The bromance, a close friendship (usually) between two straight men has been connected to the increased emotional wellbeing of men.

A study undertaken by the University of Winchester recruited 30 undergraduate male students studying sports degrees. Through a series of questions, these mostly straight men were interviewed to find out what “bromance” meant to them.  The study’s focus was predominantly on the personal experiences of the participants and how they perceived their own bromances. According to the results, all subjects said they had at least on bromantic friend, and that there is a distinct difference between a bromance and a friendship.

One subject said: “You have people that you are really close to, and get on with really well, but a bromance is closer. With a bromance you can talk about anything, with friends you can’t”. For some participants, their bromance was like a romance, for others it was more akin to having a brother. Nevertheless, the common factor of closeness was consistent among all the men interviewed.

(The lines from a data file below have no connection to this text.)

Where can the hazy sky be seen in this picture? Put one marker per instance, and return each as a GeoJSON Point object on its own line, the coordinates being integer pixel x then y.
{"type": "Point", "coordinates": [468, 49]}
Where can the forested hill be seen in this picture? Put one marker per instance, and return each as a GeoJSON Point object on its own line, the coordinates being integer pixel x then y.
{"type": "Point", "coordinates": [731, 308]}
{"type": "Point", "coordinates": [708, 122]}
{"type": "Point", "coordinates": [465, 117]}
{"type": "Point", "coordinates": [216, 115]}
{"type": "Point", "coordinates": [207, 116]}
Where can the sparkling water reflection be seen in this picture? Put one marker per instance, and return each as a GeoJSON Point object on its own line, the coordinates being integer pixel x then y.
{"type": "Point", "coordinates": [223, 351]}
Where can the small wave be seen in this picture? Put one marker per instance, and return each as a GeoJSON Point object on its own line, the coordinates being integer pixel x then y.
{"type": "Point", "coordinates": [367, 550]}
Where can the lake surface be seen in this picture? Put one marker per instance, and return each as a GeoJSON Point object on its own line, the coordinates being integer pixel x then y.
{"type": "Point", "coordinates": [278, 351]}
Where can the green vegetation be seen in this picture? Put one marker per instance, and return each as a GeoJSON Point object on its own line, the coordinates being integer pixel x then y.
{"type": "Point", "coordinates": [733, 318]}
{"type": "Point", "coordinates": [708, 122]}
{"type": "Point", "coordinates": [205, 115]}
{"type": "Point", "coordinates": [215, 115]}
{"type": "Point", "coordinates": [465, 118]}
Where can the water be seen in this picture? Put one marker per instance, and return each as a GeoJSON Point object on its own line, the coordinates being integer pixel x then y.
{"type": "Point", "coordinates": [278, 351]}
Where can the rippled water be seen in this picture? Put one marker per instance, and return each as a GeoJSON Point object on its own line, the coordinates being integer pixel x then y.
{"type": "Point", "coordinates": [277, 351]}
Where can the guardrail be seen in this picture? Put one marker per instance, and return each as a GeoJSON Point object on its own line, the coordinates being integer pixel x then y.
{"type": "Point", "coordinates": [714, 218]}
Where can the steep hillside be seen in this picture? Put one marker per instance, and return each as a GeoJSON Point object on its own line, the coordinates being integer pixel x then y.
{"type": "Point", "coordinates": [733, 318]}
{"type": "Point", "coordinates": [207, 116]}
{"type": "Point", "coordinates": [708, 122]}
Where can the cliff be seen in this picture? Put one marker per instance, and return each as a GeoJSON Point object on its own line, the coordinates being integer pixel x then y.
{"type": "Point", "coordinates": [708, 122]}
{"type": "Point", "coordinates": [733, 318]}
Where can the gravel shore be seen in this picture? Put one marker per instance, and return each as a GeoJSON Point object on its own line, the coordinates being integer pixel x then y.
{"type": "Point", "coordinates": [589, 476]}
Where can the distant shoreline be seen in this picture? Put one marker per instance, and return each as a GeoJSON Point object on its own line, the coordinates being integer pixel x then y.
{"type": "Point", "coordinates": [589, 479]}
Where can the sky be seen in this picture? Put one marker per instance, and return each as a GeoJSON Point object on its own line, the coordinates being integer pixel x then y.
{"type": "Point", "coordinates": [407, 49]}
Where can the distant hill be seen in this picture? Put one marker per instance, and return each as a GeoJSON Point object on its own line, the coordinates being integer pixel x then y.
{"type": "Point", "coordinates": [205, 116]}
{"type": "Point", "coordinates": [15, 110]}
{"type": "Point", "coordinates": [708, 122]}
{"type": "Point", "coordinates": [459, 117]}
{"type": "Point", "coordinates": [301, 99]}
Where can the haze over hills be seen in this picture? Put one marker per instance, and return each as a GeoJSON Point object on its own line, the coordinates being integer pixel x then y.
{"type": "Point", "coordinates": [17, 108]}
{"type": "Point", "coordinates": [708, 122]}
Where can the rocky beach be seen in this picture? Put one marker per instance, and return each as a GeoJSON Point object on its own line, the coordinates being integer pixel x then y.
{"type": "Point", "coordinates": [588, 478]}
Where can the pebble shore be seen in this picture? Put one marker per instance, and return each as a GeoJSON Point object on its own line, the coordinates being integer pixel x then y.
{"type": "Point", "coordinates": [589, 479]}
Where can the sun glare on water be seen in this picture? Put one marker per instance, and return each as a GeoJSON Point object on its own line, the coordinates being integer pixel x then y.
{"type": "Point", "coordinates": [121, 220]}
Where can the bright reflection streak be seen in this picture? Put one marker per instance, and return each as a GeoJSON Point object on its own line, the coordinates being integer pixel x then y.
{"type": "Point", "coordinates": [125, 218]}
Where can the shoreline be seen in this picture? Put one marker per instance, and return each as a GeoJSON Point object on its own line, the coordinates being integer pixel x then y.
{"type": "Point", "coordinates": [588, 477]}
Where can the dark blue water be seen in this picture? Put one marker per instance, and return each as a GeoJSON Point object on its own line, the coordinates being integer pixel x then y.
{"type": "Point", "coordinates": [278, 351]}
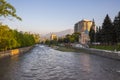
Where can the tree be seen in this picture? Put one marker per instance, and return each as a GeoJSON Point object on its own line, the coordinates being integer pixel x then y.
{"type": "Point", "coordinates": [6, 9]}
{"type": "Point", "coordinates": [107, 30]}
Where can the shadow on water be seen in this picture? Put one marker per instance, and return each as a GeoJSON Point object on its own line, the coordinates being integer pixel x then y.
{"type": "Point", "coordinates": [44, 63]}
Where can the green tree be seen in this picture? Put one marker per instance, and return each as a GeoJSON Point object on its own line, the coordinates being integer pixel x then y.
{"type": "Point", "coordinates": [107, 31]}
{"type": "Point", "coordinates": [6, 9]}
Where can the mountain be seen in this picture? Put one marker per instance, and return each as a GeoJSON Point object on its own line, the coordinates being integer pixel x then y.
{"type": "Point", "coordinates": [59, 34]}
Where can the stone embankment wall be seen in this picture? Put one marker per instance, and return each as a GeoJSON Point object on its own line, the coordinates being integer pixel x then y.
{"type": "Point", "coordinates": [14, 52]}
{"type": "Point", "coordinates": [104, 53]}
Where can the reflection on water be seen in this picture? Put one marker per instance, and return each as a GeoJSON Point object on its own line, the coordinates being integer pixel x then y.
{"type": "Point", "coordinates": [44, 63]}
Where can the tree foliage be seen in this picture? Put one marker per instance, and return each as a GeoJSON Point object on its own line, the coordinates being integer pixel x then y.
{"type": "Point", "coordinates": [6, 9]}
{"type": "Point", "coordinates": [10, 39]}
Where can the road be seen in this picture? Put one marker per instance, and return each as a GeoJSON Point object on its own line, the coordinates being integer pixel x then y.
{"type": "Point", "coordinates": [45, 63]}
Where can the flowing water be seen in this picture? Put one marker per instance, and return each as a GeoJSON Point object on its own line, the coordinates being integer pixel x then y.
{"type": "Point", "coordinates": [45, 63]}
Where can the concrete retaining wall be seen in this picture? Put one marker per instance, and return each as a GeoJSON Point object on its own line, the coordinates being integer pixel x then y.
{"type": "Point", "coordinates": [104, 53]}
{"type": "Point", "coordinates": [13, 52]}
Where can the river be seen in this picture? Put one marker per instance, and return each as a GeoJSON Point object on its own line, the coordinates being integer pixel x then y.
{"type": "Point", "coordinates": [45, 63]}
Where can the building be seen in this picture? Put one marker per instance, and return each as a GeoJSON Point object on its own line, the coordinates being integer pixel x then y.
{"type": "Point", "coordinates": [83, 27]}
{"type": "Point", "coordinates": [53, 37]}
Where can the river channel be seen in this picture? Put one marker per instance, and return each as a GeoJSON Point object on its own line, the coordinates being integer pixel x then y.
{"type": "Point", "coordinates": [45, 63]}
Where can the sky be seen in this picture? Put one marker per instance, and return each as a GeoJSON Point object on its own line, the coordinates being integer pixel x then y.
{"type": "Point", "coordinates": [44, 16]}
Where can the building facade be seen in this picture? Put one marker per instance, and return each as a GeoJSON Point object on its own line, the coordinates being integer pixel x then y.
{"type": "Point", "coordinates": [83, 27]}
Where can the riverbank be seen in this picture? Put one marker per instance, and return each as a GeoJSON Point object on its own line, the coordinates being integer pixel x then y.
{"type": "Point", "coordinates": [103, 53]}
{"type": "Point", "coordinates": [13, 52]}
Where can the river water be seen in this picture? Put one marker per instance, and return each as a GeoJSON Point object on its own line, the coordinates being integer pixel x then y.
{"type": "Point", "coordinates": [45, 63]}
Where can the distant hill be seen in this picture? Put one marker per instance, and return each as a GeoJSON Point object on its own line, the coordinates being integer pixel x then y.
{"type": "Point", "coordinates": [59, 34]}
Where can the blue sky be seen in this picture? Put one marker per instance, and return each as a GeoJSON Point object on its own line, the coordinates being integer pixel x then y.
{"type": "Point", "coordinates": [44, 16]}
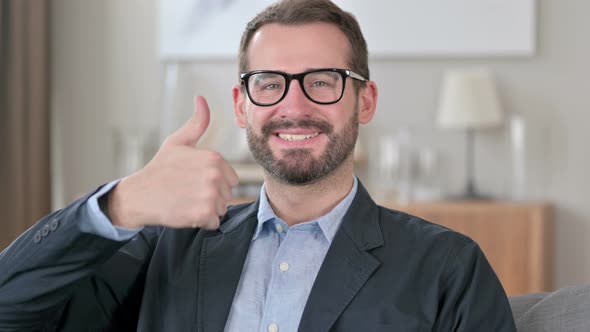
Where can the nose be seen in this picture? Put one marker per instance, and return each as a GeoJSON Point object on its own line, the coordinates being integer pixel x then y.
{"type": "Point", "coordinates": [295, 104]}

Common characteristics of the bromance were identified as having similar interests such as sports (which is unsurprising when you consider that all the participants study sports), the ability to be emotionally vulnerable by expressing and receiving love without fear of ridicule and derision, and physical intimacy. Many participants reported kissing, bed sharing, and being naked with their bromantic partner.

The fact that the phenomena of the bromance allows men to cultivate the homosocial bonds they have with other men in a context that breaks away from our culture’s assumptions about traditional masculinity is clearly a good thing. However, the study notes that there is a flip side to this, which “may not benefit cross-sex relations” and “may in fact reduce men’s appetite for interaction with women and intensify the exclusivity of make friendships.”.

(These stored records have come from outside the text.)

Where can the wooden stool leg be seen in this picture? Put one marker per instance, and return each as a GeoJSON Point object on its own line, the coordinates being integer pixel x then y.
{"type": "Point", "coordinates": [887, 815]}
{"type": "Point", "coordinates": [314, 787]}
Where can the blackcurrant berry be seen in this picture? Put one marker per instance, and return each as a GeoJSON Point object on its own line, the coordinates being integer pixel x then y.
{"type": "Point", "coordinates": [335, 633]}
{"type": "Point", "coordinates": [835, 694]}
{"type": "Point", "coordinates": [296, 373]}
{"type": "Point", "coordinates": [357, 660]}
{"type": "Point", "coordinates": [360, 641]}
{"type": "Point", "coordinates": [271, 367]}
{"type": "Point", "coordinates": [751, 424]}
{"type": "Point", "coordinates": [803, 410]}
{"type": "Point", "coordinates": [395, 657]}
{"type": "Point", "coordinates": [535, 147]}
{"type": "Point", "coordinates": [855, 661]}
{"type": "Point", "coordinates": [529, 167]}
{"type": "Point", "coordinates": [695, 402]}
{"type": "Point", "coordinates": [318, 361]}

Adam White, one of the authors of the study, told Broadly: “Traditionally women have been able to exchange in these highly emotional exchanges with other women. It has traditionally been the straight jacket of masculinity that has prevented men from engaging in these close and expressive same sex-relationships.”

He added: “Men, and particularly young men often get bad press for a range of socio-negative behaviours, whether this is lad culture, issues of misogyny, excessive alcohol consumption, violence and so on. At the same time we know men have a high rate of suicide and emotional restrictiveness may be a risk factor that explains these high rates. It’s important to start to capture these stories and narratives of young men to better understand them, and the bromance – being a supportive and emotionally open form of close friendship – may be one way of reducing some of these issues that young men experience.”

“Masculinity is no longer this debilitating curse that forces men to act in a particularly toxic manner and, as such, guys today are having highly emotional, physically tactile and loving friendships with other men. This can only be positive.”